Он поднимает голову.
— Товарищ подполковник, чтобы держать железнодорожный выход закрытым, нам надо ходить туда через ночь весь май. У нас на это нет ни ночей, ни машин, ни горючего. Мы сможем закрыть его на сутки, потом ещё раз на сутки, и на этом кончимся.
— А ворота?
— А ворота — это один раз, — говорит Литвинов. — Один раз, в один час, и после этого порт не работает не сутки.
Шубин смотрит на свои ведомости.
— То есть вы выбираете ворота не потому, что они важнее, — говорит он медленно, — а потому, что вы их можете.
— Именно, — говорю я.
Он поднимает глаза.
— Это честно, — говорит он.
— Товарищ подполковник, — говорю я. — Но у меня к вам предложение, и оно вам, может быть, понравится больше моего отказа.
— Ну?
— Железнодорожный выход надо бить, — говорю я. — Вы правы. Только не мной.
Мещеряков, который весь этот разговор просидел в углу молча, вдруг поднимает голову.
— Поясните, — говорит он.
— У вас в расписании, — говорю я, — есть части, которым до Либавы гораздо дальше, чем мне, и есть те, кому ближе. У меня дальность большая и загрузка маленькая. У фронтовой авиации наоборот: им не дотянуть до порта ночью и сидеть там час, зато у них есть машины, которым до железнодорожного узла в глубине — обычная работа, и они могут ходить туда через сутки и возить нормальный вес.
— То есть вы предлагаете отдать цель.
— Я предлагаю отдать цель тому, у кого она получится, — говорю я. — И это, между нами, освободит вам мою строчку в расписании.
Мещеряков берёт карандаш.
Вот это тот момент, которого я ждал третий день, и он наступил не из-за моего красноречия.
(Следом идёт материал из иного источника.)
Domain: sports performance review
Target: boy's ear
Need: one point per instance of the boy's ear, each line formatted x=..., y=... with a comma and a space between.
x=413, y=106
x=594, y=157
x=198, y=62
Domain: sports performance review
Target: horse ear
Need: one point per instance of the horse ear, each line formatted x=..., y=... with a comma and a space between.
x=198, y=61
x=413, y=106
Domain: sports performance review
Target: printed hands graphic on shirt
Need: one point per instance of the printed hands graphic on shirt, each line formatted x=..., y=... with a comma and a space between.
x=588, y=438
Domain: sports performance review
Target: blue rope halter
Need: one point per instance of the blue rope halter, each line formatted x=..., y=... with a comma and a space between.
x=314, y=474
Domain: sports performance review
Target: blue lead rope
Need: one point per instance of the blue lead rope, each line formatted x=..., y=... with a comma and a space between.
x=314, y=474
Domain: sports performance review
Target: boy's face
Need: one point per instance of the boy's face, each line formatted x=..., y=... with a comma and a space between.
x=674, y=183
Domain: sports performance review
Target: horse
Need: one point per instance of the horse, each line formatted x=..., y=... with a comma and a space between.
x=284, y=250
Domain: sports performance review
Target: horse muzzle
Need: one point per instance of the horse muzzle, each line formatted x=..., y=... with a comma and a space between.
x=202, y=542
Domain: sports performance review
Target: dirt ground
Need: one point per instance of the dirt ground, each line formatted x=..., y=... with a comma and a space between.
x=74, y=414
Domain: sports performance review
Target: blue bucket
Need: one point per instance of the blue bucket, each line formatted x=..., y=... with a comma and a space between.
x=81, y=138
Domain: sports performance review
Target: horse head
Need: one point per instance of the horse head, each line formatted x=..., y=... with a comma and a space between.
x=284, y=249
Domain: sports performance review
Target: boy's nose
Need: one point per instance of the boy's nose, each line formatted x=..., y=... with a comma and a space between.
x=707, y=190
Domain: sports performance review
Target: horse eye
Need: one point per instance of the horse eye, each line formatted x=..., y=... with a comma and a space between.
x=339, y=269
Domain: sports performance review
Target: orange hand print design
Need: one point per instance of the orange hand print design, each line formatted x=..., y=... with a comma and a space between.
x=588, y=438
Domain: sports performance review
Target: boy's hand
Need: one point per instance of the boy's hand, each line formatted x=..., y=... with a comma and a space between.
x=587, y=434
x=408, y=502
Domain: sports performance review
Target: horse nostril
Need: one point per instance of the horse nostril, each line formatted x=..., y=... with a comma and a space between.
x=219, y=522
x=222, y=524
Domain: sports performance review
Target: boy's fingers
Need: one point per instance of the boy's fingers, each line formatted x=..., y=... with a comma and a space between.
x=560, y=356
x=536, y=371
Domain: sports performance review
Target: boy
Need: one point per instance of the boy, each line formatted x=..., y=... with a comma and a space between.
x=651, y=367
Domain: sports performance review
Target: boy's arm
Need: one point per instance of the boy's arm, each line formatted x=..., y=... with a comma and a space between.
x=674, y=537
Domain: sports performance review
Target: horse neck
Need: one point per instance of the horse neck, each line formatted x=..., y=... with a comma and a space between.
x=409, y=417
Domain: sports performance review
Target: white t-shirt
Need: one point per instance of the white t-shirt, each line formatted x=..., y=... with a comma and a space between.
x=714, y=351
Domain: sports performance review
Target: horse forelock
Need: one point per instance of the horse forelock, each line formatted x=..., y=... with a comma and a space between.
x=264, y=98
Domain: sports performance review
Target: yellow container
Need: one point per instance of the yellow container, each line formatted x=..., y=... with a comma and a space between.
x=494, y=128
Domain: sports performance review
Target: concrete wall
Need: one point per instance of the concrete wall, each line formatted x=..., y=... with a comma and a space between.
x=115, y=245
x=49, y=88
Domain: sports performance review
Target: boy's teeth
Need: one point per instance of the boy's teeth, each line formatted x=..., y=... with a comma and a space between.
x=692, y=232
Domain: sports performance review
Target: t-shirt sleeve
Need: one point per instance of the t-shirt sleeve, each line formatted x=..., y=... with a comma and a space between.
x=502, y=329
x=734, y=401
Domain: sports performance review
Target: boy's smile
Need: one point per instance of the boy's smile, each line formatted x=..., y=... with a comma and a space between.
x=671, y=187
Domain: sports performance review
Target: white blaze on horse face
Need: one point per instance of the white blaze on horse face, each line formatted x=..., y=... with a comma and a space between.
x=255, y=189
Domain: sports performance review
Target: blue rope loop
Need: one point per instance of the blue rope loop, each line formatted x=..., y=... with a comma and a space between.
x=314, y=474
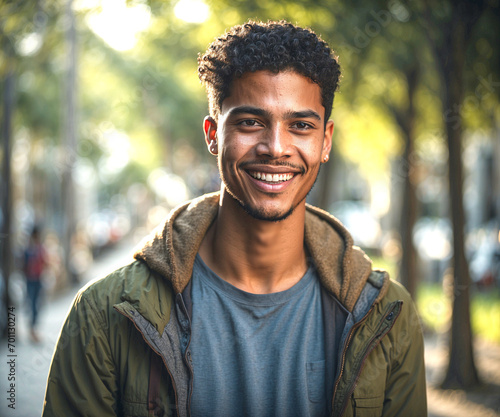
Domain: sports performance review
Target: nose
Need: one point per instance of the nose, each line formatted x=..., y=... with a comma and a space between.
x=274, y=142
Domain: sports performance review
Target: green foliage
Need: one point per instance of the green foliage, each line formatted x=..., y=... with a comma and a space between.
x=435, y=310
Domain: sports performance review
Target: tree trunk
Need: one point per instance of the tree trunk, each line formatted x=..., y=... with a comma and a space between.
x=408, y=267
x=461, y=372
x=5, y=190
x=69, y=145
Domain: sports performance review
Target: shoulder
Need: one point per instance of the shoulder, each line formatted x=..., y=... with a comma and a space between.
x=135, y=285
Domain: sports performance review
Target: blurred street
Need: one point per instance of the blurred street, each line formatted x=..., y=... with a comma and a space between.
x=33, y=360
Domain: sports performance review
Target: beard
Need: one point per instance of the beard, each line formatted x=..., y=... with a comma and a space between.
x=265, y=215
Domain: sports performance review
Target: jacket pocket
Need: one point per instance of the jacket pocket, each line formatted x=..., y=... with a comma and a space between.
x=368, y=407
x=316, y=381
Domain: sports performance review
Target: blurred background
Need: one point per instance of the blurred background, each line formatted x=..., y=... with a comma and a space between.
x=101, y=131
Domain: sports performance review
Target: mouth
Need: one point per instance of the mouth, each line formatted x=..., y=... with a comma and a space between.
x=272, y=178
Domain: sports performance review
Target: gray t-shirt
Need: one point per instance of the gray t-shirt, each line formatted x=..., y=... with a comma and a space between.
x=257, y=354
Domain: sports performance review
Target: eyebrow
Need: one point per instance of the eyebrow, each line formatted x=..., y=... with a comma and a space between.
x=256, y=111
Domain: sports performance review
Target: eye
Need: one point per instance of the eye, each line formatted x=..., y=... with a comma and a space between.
x=302, y=126
x=249, y=122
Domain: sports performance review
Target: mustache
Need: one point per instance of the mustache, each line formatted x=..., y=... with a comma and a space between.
x=273, y=163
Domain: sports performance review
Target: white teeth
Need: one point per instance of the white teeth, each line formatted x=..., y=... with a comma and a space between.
x=272, y=177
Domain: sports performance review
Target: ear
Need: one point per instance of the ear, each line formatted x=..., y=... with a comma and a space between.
x=210, y=130
x=327, y=141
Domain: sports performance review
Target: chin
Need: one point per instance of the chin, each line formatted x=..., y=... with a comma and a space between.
x=266, y=215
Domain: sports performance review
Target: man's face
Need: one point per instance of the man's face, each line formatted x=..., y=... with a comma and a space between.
x=271, y=139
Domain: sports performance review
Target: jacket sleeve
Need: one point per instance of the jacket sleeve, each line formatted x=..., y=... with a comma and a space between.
x=82, y=380
x=405, y=386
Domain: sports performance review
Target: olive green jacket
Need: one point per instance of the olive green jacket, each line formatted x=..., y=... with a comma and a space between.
x=120, y=326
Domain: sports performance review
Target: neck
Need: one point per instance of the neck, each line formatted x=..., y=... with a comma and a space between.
x=254, y=255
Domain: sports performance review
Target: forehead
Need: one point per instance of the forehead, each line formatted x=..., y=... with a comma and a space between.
x=275, y=92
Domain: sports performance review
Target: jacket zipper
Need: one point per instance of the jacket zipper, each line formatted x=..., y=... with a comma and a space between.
x=370, y=347
x=157, y=353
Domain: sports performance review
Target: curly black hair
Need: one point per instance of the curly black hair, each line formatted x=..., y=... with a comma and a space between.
x=272, y=46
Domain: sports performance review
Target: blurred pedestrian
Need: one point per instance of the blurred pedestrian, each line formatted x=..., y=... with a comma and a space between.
x=34, y=261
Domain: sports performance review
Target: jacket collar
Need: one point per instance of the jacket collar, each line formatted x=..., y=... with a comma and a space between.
x=172, y=247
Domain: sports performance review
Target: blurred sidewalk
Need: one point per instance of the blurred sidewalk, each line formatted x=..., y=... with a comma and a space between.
x=33, y=360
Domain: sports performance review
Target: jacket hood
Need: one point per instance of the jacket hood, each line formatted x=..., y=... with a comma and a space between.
x=343, y=268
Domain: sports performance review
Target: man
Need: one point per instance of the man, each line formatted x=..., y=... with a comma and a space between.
x=248, y=301
x=34, y=263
Он наступил потому, что человеку с расписанием впервые предложили не спор, а заполненную клетку.
— Вы понимаете, что если я так сделаю, — говорит он, — то за железнодорожный выход мне будут докладывать другие, а за ворота — вы один?
— Понимаю.
— И что если у вас не выйдет, вы останетесь с пустой строкой за май?
— Понимаю.
— Хорошо, — говорит Мещеряков и пишет. — Тогда я вас из участка номер три вынимаю и ставлю на отдельную задачу. И вот теперь, товарищ подполковник, я вам не завидую.
— Почему?
— Потому что вы у меня теперь единственный, — говорит он, — кто отчитывается не количеством вылетов.
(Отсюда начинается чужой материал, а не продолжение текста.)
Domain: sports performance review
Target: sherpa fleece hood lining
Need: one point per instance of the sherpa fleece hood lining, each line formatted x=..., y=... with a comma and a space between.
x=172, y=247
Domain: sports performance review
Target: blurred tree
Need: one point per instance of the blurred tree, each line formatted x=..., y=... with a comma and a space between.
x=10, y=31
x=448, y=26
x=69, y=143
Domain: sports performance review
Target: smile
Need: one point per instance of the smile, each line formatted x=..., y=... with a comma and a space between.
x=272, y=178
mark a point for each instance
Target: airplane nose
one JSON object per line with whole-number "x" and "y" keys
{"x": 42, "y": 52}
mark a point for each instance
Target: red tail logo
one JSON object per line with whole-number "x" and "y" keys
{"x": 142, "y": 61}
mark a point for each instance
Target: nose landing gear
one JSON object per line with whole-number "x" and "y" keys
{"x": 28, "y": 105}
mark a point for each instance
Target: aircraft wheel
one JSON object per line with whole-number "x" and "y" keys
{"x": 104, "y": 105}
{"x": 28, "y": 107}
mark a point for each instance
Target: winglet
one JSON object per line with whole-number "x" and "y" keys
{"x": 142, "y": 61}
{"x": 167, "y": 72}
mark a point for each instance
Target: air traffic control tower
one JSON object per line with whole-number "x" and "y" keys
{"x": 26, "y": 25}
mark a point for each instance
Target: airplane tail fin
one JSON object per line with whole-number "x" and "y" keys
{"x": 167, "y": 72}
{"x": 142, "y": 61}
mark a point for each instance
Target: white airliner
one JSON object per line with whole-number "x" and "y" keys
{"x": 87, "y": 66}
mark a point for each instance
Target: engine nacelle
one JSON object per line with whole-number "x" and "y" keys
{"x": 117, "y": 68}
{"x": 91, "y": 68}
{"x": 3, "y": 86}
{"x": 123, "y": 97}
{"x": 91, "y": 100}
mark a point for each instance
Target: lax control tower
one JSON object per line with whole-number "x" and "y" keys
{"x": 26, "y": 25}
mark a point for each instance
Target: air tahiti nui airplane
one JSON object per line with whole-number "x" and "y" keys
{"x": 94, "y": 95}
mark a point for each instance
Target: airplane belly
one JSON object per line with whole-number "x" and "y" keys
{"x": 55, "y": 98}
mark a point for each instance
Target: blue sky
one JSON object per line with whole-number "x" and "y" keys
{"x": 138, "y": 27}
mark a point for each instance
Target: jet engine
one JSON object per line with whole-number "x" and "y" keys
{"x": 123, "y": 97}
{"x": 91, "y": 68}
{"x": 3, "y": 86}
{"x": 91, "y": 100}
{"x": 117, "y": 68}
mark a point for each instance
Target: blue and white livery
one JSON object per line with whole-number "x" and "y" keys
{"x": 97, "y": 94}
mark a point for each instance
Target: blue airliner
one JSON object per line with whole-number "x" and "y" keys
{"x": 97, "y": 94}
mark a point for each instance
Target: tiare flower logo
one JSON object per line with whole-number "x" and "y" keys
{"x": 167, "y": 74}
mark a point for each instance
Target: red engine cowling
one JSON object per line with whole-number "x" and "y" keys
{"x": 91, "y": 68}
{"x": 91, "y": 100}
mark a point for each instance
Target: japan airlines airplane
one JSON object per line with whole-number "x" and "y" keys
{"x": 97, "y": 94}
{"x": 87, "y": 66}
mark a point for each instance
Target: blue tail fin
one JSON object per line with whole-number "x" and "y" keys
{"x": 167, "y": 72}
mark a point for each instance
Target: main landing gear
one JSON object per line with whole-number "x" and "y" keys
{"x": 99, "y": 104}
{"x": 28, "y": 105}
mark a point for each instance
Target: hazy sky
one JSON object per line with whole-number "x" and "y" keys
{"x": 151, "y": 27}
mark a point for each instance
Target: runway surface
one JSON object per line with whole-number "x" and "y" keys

Шубин собирает свои ведомости и уже у дверей говорит:
— А если у них док уйдёт до вас?
— Тогда я приду к вам и попрошу железнодорожный выход, — говорю я. — И вы мне его не дадите, потому что уже отдадите другим.
— Дам, — говорит Шубин. — Вторую очередь дам.
*
Моряки собираются на следующий день, и это уже не разговор специалистов. Это торг.
Их четверо. Капитан первого ранга Вьюгин из оперативного отдела — сухой, вежливый, с тем видом, который у старших моряков означает, что он всё уже решил, но послушает. Черемис. Ивашов. И капитан-лейтенант Дробыш, командир дивизиона торпедных катеров, — молодой, коротко стриженый, с обветренным до кирпичного цвета лицом и с манерой сидеть так, будто его сейчас позовут бежать.
Дробыш начинает первым и начинает грубо.
— Товарищ подполковник, — говорит он. — Я вас послушал и хочу сказать прямо: мне ваш док не нужен.
— Слушаю.
— У меня катера. — Он кладёт на стол кулак. — В доступной мне части Финского залива идут их конвои, и у меня есть точки, где я их могу взять. А вы пока рисуете Либаву, до которой моим катерам ещё надо получить путь и базу. Мне нужно, чтобы ваши бомбардировщики шли по конвоям, которые уже вышли. По транспортам в море. Вот это — перевозки. А железный ящик в бассейне — это ваша фантазия.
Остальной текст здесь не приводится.